L’un des faits surprenants de cette étude est la forte variabilité de la contamination aux pesticides retrouvée au sein des nids. Alors qu’à priori, les niveaux de contamination chez des poussins ayant grandi dans le même nid (et donc dans le même environnement) devraient être similaires, les auteurs décrivent une différence aussi importante entre les poussins d’un même nid qu’entre ceux de nids différents. Ni le sexe des poussins ni leur rang d’éclosion n’expliquent de tels résultats. Néanmoins, au-delà de cette énigme qui reste à explorer, il semblerait que l’agriculture biologique ait un rôle à jouer dans la réduction des niveaux de contamination de ces poussins.

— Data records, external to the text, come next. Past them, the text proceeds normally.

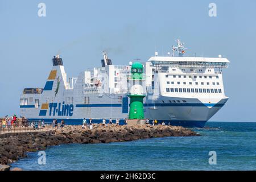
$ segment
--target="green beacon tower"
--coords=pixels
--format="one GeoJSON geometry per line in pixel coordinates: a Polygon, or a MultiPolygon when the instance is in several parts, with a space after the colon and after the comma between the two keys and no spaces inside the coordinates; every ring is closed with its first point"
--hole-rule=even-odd
{"type": "Polygon", "coordinates": [[[128,77],[128,97],[130,98],[129,121],[144,119],[143,98],[146,96],[145,80],[143,65],[135,62],[131,65],[128,77]]]}

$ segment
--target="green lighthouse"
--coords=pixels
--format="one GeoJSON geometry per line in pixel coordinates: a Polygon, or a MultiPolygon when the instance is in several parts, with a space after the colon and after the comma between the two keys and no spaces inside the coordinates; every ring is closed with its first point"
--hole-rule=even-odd
{"type": "Polygon", "coordinates": [[[128,77],[128,97],[130,98],[129,120],[140,121],[144,119],[143,98],[144,90],[144,76],[143,65],[135,62],[131,65],[131,74],[128,77]]]}

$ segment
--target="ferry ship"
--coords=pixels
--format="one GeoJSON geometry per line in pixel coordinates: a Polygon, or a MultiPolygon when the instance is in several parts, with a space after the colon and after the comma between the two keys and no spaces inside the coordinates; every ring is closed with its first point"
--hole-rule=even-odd
{"type": "MultiPolygon", "coordinates": [[[[146,118],[167,125],[204,127],[228,100],[224,92],[222,68],[229,61],[218,57],[184,56],[184,43],[177,40],[172,53],[157,52],[143,63],[146,118]]],[[[84,118],[98,123],[103,118],[128,118],[127,65],[114,65],[103,52],[101,67],[86,69],[77,77],[67,78],[59,55],[44,88],[26,88],[20,97],[20,114],[29,120],[81,124],[84,118]]]]}

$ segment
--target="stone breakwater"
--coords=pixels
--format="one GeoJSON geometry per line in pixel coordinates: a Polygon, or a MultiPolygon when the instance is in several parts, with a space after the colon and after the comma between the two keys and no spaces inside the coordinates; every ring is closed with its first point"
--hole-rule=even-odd
{"type": "MultiPolygon", "coordinates": [[[[47,146],[69,143],[126,142],[154,137],[189,136],[199,134],[180,126],[93,125],[93,129],[65,126],[62,129],[0,138],[0,164],[7,164],[27,156],[27,152],[43,150],[47,146]]],[[[0,169],[1,170],[1,169],[0,169]]]]}

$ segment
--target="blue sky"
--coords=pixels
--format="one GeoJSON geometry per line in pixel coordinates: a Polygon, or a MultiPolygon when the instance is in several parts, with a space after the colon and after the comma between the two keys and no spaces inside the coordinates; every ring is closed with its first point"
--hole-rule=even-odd
{"type": "Polygon", "coordinates": [[[0,0],[0,115],[19,114],[24,88],[43,87],[60,53],[68,77],[101,65],[146,61],[180,38],[188,55],[231,62],[224,71],[226,104],[210,119],[255,121],[256,1],[0,0]],[[39,17],[38,5],[46,5],[39,17]],[[208,5],[217,5],[209,17],[208,5]]]}

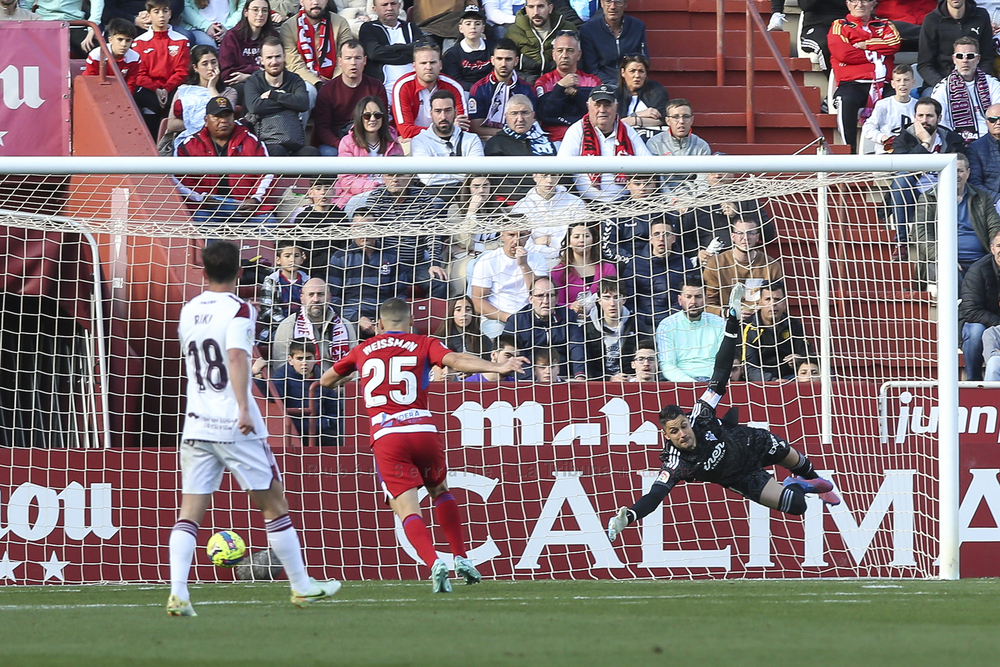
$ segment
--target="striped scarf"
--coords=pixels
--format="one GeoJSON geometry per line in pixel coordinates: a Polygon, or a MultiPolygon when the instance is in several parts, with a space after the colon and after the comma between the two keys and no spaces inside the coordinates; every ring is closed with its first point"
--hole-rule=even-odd
{"type": "Polygon", "coordinates": [[[305,10],[299,10],[299,15],[295,17],[295,25],[297,28],[295,38],[306,67],[321,79],[332,79],[333,71],[337,68],[337,54],[333,49],[333,35],[330,34],[328,18],[324,16],[318,25],[313,25],[306,18],[305,10]],[[319,53],[316,53],[313,47],[317,29],[322,44],[319,53]]]}
{"type": "Polygon", "coordinates": [[[990,107],[990,85],[983,70],[977,69],[976,99],[972,100],[965,83],[962,75],[955,70],[948,75],[948,110],[951,111],[951,124],[968,146],[979,138],[976,113],[972,105],[975,104],[979,112],[986,115],[986,110],[990,107]]]}
{"type": "MultiPolygon", "coordinates": [[[[615,155],[635,155],[632,147],[632,140],[628,138],[625,130],[625,123],[615,119],[618,125],[618,133],[615,137],[615,155]]],[[[580,145],[580,155],[601,155],[601,140],[597,136],[599,130],[590,122],[590,114],[583,117],[583,143],[580,145]]],[[[624,185],[628,178],[625,174],[615,174],[615,183],[624,185]]],[[[601,181],[601,174],[590,174],[590,182],[597,185],[601,181]]]]}

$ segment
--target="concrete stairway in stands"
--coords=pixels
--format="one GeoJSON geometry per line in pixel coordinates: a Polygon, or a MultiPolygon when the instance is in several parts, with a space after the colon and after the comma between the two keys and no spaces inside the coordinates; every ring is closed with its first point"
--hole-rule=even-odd
{"type": "MultiPolygon", "coordinates": [[[[765,17],[769,3],[756,0],[765,17]]],[[[695,133],[713,150],[732,154],[791,154],[813,140],[806,118],[764,37],[754,36],[755,143],[746,140],[746,0],[726,0],[723,87],[716,79],[715,0],[630,0],[628,13],[646,24],[651,76],[671,98],[691,101],[695,133]]],[[[772,32],[780,53],[791,53],[791,35],[772,32]]],[[[815,114],[827,142],[833,143],[836,118],[820,113],[820,89],[804,83],[812,70],[806,58],[785,58],[809,111],[815,114]]],[[[834,151],[847,152],[845,146],[834,151]]],[[[814,152],[814,149],[807,149],[814,152]]]]}

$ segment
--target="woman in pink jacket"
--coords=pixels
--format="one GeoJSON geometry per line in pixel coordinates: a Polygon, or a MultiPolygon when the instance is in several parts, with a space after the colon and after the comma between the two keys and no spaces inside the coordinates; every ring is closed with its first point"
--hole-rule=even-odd
{"type": "Polygon", "coordinates": [[[597,303],[597,283],[614,278],[618,269],[601,258],[600,223],[574,222],[563,238],[560,262],[552,269],[559,305],[586,315],[597,303]]]}
{"type": "MultiPolygon", "coordinates": [[[[402,155],[403,148],[396,140],[396,130],[389,126],[388,114],[382,100],[365,97],[354,109],[354,125],[340,140],[337,149],[340,157],[382,157],[402,155]]],[[[382,185],[381,170],[372,174],[341,174],[333,188],[333,203],[344,208],[348,200],[362,192],[382,185]]]]}

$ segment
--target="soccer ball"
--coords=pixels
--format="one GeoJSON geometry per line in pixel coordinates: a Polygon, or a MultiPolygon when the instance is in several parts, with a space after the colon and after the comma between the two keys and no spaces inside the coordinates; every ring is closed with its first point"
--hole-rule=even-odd
{"type": "Polygon", "coordinates": [[[215,565],[235,567],[246,556],[247,545],[243,538],[233,531],[223,530],[208,538],[208,548],[205,552],[215,565]]]}

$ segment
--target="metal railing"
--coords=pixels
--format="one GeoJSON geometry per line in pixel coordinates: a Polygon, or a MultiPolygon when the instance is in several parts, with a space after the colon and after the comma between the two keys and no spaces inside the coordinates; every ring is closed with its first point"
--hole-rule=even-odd
{"type": "MultiPolygon", "coordinates": [[[[809,105],[806,104],[805,98],[802,97],[802,91],[799,90],[798,83],[792,77],[791,70],[788,69],[788,64],[785,62],[784,56],[778,50],[778,45],[774,43],[774,39],[771,38],[771,34],[767,30],[767,26],[764,24],[764,19],[760,15],[760,11],[754,0],[748,0],[746,2],[746,127],[747,134],[746,140],[748,144],[756,143],[756,133],[757,133],[757,123],[756,123],[756,113],[754,109],[754,30],[760,32],[763,36],[765,43],[771,51],[771,55],[774,57],[775,61],[778,63],[778,71],[785,79],[785,83],[788,84],[789,89],[792,91],[792,96],[795,98],[795,102],[802,112],[802,115],[806,119],[806,123],[809,125],[809,129],[813,134],[812,144],[817,144],[821,152],[826,150],[826,137],[823,135],[823,130],[820,129],[819,123],[816,122],[816,116],[809,110],[809,105]]],[[[716,0],[715,2],[715,41],[716,41],[716,83],[719,86],[725,85],[726,76],[726,59],[724,54],[725,47],[725,32],[726,32],[726,13],[725,13],[725,0],[716,0]]]]}

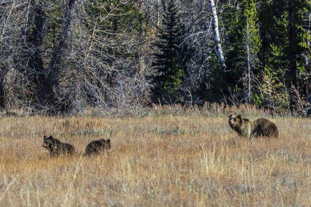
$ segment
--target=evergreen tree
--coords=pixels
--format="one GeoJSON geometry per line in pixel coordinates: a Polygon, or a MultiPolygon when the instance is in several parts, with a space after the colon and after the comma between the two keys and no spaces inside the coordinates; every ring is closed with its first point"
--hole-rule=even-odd
{"type": "Polygon", "coordinates": [[[153,91],[156,100],[157,98],[165,101],[170,99],[173,102],[177,100],[178,90],[183,86],[185,74],[183,62],[185,50],[180,47],[184,32],[180,14],[175,1],[171,0],[163,16],[162,25],[159,28],[155,43],[158,49],[153,63],[156,71],[153,91]]]}

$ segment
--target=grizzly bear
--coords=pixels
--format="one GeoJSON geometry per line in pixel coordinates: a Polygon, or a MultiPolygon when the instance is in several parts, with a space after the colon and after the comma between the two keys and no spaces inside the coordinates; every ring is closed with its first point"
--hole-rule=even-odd
{"type": "Polygon", "coordinates": [[[85,149],[85,153],[87,155],[90,155],[92,154],[104,152],[104,150],[105,149],[108,154],[109,154],[108,149],[110,149],[111,147],[111,145],[110,145],[110,139],[107,140],[102,139],[97,140],[93,140],[88,144],[87,148],[85,149]]]}
{"type": "Polygon", "coordinates": [[[241,115],[229,116],[229,125],[240,136],[247,137],[265,136],[277,137],[278,127],[272,121],[264,118],[250,120],[242,118],[241,115]]]}
{"type": "Polygon", "coordinates": [[[53,156],[58,156],[62,154],[72,154],[75,151],[73,145],[67,143],[61,142],[57,139],[50,135],[48,137],[43,136],[43,144],[42,147],[50,151],[50,154],[53,156]]]}

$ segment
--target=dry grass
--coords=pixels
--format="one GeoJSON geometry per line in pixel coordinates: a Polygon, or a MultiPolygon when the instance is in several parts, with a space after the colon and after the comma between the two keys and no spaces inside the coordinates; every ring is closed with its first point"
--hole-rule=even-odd
{"type": "Polygon", "coordinates": [[[311,119],[269,119],[277,139],[238,137],[226,115],[3,118],[0,206],[310,206],[311,119]],[[112,148],[50,157],[44,134],[112,148]]]}

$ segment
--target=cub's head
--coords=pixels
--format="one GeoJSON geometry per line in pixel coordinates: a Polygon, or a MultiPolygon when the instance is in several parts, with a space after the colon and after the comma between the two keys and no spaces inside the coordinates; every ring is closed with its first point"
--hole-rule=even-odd
{"type": "Polygon", "coordinates": [[[240,114],[237,116],[232,115],[229,116],[229,125],[232,128],[237,128],[241,126],[242,122],[243,119],[240,114]]]}
{"type": "Polygon", "coordinates": [[[107,149],[111,149],[111,145],[110,145],[110,139],[108,139],[105,140],[105,143],[106,144],[106,148],[107,149]]]}
{"type": "Polygon", "coordinates": [[[49,137],[43,136],[43,144],[42,147],[48,149],[51,149],[53,147],[54,142],[54,138],[53,136],[50,135],[49,137]]]}

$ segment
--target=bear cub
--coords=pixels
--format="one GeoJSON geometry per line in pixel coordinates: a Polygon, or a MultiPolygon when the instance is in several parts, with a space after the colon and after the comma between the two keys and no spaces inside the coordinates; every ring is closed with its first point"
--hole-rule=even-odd
{"type": "Polygon", "coordinates": [[[105,149],[107,150],[107,152],[109,154],[108,149],[110,149],[111,147],[110,139],[93,140],[88,144],[85,149],[85,153],[87,155],[90,155],[92,154],[104,152],[105,149]]]}
{"type": "Polygon", "coordinates": [[[75,147],[73,145],[61,142],[52,135],[49,137],[43,136],[42,147],[48,149],[51,155],[54,156],[60,155],[62,154],[72,154],[75,151],[75,147]]]}
{"type": "Polygon", "coordinates": [[[242,118],[241,115],[230,115],[229,125],[242,136],[249,138],[258,136],[278,137],[279,136],[279,130],[275,124],[264,118],[250,120],[242,118]]]}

En effet, le nombre de pesticides retrouvés dans le sang des poussins était significativement réduit lorsque le pourcentage d’agriculture biologique autour des nids était élevé (passant de 16 molécules à 4 au maximum quand le pourcentage de surface de terres consacrées à l’agriculture biologique augmente de 0 % à 19 % à 300 mètres autour du nid). Cela n’est pas sans conséquence puisqu’en réduisant le nombre de pesticides présents dans un organisme, le risque de toxicité lié à l’interaction entre molécules (effet cocktail) est également atténué. L’agriculture biologique apparait donc comme un levier potentiel de réduction du risque d’exposition à des composés multiples et aurait ainsi des effets positifs sur la santé des poussins de busard cendré.
Le busard cendré étant au sommet de la chaîne trophique et une espèce prédatrice spécialisée des terres agricoles, l’étude de sa contamination par les pesticides est particulièrement pertinente en tant qu’indicateur d’une contamination plus large de l’environnement. La présente étude révèle que l’agriculture biologique réduit le nombre de pesticides chez les poussins de busard cendré, ce qui pourrait avoir un effet bénéfique sur sa population, car il a été démontré que les intrants chimiques sont à l’origine du déclin des populations d’oiseaux des terres agricoles dans toute l’Europe (Rigal et al., 2023). Néanmoins, les travaux futurs devraient étudier comment les cocktails de pesticides sont liés aux traits d’histoire de vie des oiseaux et affectent la dynamique des populations. Le décryptage des effets des pesticides sur l’état de santé des oiseaux pourrait potentiellement clarifier les mécanismes sous-jacents reliant les apports de pesticides et le déclin des oiseaux des terres agricoles.
Dans le contexte d’une vision unique de la santé (un environnement durable, une faune et une flore diverses et une santé humaine préservée, réunis au sein de l’idée « One Health »), les poussins de busard cendré pourraient être des bio-sentinelles de l’agroécosystème local actuel dont fait partie l’Homme.
Bibliographie : Fuentes E., Moreau J., Millet M., Bretagnolle V., Monceau K., 2024. Organic farming reduces pesticide load in a bird of prey. Science of the Total Environment, 930, 172778.